Why Is Everything Everywhere All At Once Getting Such Polarized Responses In China?

After watching Everything Everywhere All At Once, audiences in China are in two states: excitement and disappointment. Why? I did several interviews and got some screenplay tips.

It was really intriguing to hear diverse points of view about Everything Everywhere All at once. Some of them adore it; they are ecstatic, thrilled, and inspired. The majority of them are screenwriters or filmmakers, while the others are filmgoers who are disappointed, dissatisfied, and even loathed.

This situation caused me to think. Why?

I guess I found some clues when watching it.

The film’s stylised storytelling style is unusual to Chinese filmmakers, and it has hit several of them.
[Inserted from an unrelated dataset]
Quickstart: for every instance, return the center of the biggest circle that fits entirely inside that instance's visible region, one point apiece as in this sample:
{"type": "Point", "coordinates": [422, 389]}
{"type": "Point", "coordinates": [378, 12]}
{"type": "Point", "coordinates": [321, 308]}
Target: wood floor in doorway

Costs are low, yet the traditional way of telling a story is broken. That’s a really attractive prospect, and many Chinese filmmakers aspire to make a one-of-a-kind picture. (The situation is particularly unfavourable for them in China right now.)

I interviewed some filmgoers and asked them why they didn’t like Everything is Everywhere all at once. (I believe it is important for filmmakers.)

I drew conclusions from their responses:

  • The central narrative is flawed. The situation is chaotic. (I lost interest since I couldn’t follow the story.)
  • The rationale is illogical or cannot be deduced quickly.

Some Buddhist friends were captivated by the movie’s symbols. Unfortunately, these symbols are read by fewer people.

A lot of filmmakers fancy this still, cause it is a symbol, presents Chinese female and culture.

When I was watching the movie. I am well aware of these two points of view, but I am unable to bridge the gap between them.

The concept of parallel space-time or time travel is not fresh, particularly in tv series (Flash or Star Trek, both of them got amazing performances). Everything Everywhere All at Once is a good film in terms of writing, especially given the subject matter.

So, why don’t Chinese filmgoers like it?

I believe the answer is not that the audience cannot accept this type of ‘chaos’ style; rather, the feeling/emotion gap causes their disappointment.

The relationship between the mother and daughter is the most significant throughout the film, and we can see this in the climax. However, the film did not focus on this crucial relationship. The mother and daughter’s relationship and conflict were not stressed in the beginning, so when this relationship becomes increasingly crucial towards the end, the audience will find it odd.